In 2002, Iovine teamed up with producer Brian Grazer on the Eminem film, “8 Mile.” After 50 Cent arrived the next year, Iovine began looking for a film project that could utilize the tattooed rapper’s tough-guy appeal. If “8 Mile” was a story about the creativity of hip-hop, “Get Rich or Die Tryin’ ” is about the life of hip-hop, a life that has a lot more in common with “GoodFellas” than “Good Vibrations.”

“It’s like looking at the mob through the eyes of ‘The Godfather,’ ” says Iovine. “It shows you the struggles behind the life decisions people make, but in a very human way so you can understand the culture and where it comes from.”

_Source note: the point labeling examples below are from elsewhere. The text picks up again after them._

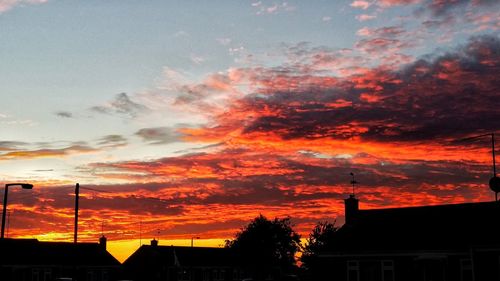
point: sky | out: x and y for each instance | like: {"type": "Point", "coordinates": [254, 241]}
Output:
{"type": "Point", "coordinates": [187, 119]}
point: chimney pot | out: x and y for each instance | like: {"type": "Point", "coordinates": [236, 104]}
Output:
{"type": "Point", "coordinates": [351, 209]}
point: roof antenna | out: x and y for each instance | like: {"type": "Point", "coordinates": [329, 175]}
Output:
{"type": "Point", "coordinates": [494, 182]}
{"type": "Point", "coordinates": [353, 182]}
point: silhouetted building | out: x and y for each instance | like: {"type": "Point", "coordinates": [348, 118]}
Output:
{"type": "Point", "coordinates": [32, 260]}
{"type": "Point", "coordinates": [173, 263]}
{"type": "Point", "coordinates": [457, 242]}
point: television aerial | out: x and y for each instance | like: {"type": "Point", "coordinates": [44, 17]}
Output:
{"type": "Point", "coordinates": [494, 182]}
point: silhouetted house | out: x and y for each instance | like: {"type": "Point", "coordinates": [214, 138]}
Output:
{"type": "Point", "coordinates": [173, 263]}
{"type": "Point", "coordinates": [33, 260]}
{"type": "Point", "coordinates": [458, 242]}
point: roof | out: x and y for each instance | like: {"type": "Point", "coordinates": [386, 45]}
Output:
{"type": "Point", "coordinates": [182, 256]}
{"type": "Point", "coordinates": [34, 252]}
{"type": "Point", "coordinates": [426, 228]}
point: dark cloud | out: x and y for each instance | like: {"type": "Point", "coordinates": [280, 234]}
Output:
{"type": "Point", "coordinates": [159, 135]}
{"type": "Point", "coordinates": [112, 141]}
{"type": "Point", "coordinates": [121, 104]}
{"type": "Point", "coordinates": [439, 8]}
{"type": "Point", "coordinates": [11, 145]}
{"type": "Point", "coordinates": [451, 95]}
{"type": "Point", "coordinates": [64, 114]}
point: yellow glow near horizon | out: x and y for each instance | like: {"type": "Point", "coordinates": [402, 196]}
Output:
{"type": "Point", "coordinates": [122, 249]}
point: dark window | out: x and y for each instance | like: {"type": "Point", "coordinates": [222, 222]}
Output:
{"type": "Point", "coordinates": [387, 270]}
{"type": "Point", "coordinates": [353, 270]}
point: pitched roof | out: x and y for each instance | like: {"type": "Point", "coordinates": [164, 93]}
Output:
{"type": "Point", "coordinates": [34, 252]}
{"type": "Point", "coordinates": [182, 256]}
{"type": "Point", "coordinates": [437, 228]}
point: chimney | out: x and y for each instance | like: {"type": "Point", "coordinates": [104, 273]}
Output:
{"type": "Point", "coordinates": [351, 209]}
{"type": "Point", "coordinates": [154, 242]}
{"type": "Point", "coordinates": [103, 241]}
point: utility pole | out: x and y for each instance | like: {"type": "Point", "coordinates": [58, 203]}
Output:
{"type": "Point", "coordinates": [77, 193]}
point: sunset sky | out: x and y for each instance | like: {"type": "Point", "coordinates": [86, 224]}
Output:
{"type": "Point", "coordinates": [186, 118]}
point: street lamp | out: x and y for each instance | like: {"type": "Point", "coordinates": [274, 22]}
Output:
{"type": "Point", "coordinates": [24, 186]}
{"type": "Point", "coordinates": [192, 238]}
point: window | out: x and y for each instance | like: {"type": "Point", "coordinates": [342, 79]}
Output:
{"type": "Point", "coordinates": [466, 273]}
{"type": "Point", "coordinates": [183, 275]}
{"type": "Point", "coordinates": [47, 274]}
{"type": "Point", "coordinates": [353, 270]}
{"type": "Point", "coordinates": [90, 275]}
{"type": "Point", "coordinates": [206, 275]}
{"type": "Point", "coordinates": [105, 275]}
{"type": "Point", "coordinates": [387, 270]}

When Iovine was working on a project at HBO, an executive there introduced him to “Sopranos” writer Terence Winter. His script borrows from events in 50 Cent’s life, softening the rapper’s thuggish image with a light dusting of vulnerability. Instead of hiring a slick video director, the first person Iovine approached was Jim Sheridan, the Irish director known for such compelling dramas as “My Left Foot” and “In the Name of the Father.”

“I knew that as an Irishman, Jim really identified with 50’s experience, of coming from a tough, very aggressive urban environment,” explains Iovine. “He gets the whole ethnic family vibe. So does Terence, coming from ‘The Sopranos.’ These are matriarchal societies, whether it’s the Italians or the blacks. Jim would always say to me in his Irish brogue, ‘Jimmy, it’s all about the mudda.’ ”

Advertisement

On the other hand, 50 Cent, who made his name dissing his rap rivals, is such an incendiary figure that the film has already been the subject of controversy in the African American community, which has long had an ambivalent relationship with its hip-hop icons, sometimes showing some love, other times disgust or disapproval. Protests have focused on the film’s billboards, some of which portray 50 Cent with a gun in one hand, a microphone in the other.

Iovine argues that dozens of movie ads, from “Mr. & Mrs. Smith” to “The Bourne Supremacy,” show their stars armed with guns. He also defends the film’s graphic violence, saying it is no different from innumerable scenes in any number of critically beloved Martin Scorsese films.

“There’s a double standard here,” Iovine says. “50 Cent is a magnet because people in hip-hop get treated differently than people in movies. Depicting criminals in a movie doesn’t make more criminals. The easy way out for the character 50 plays would be to be a criminal, but he takes the harder way out. The film shows that you can overcome anything in life if you have the guts to follow the truth.”

I’m not sure the moral is quite that simple, but the movie does offer a different vision of 50 Cent, who has been easy to dismiss as a thuggish misogynist. Maybe it’s the storytelling, maybe it’s the medium, but in the film the rap star isn’t the one-note insult artist he is on his CDs. His movie debut is certainly more self-assured than a certain action star whose willingness to slaughter hundreds of people on screen didn’t stop him from reinventing himself as a crusading politician.

Iovine doesn’t apologize for his artists’ willingness to incite or offend -- in fact, he sees it as an integral ingredient in their appeal. This uncompromising attitude has its perils, but it puts Iovine more in touch with youth culture than most movie executives, who seem more eager to avoid risks, not court them. As he puts it: “Once the studios had this boom in marketing and production costs, they got rid of real entrepreneurs and brought in corporate managers, just like Time Warner did in the music business when they got rid of Mo Ostin, David Geffen and our company. When everyone starts worrying about Wall Street, it’s always the content that is damaged.”

If I were running a studio, I’d be recruiting outsiders like Iovine who have their ears to the ground. It wasn’t so long ago that people laughed at the notion of a white rapper -- until Eminem came along. Whether it’s music or film, Iovine knows the difference between what’s authentic and what’s ersatz.

Advertisement

When dessert comes at the end of lunch, he steers me away from a chocolate cookie that’s fat-free, but flavor-free too.

“Don’t even bother,” he says. “It’s a mouse trying to be a rat.”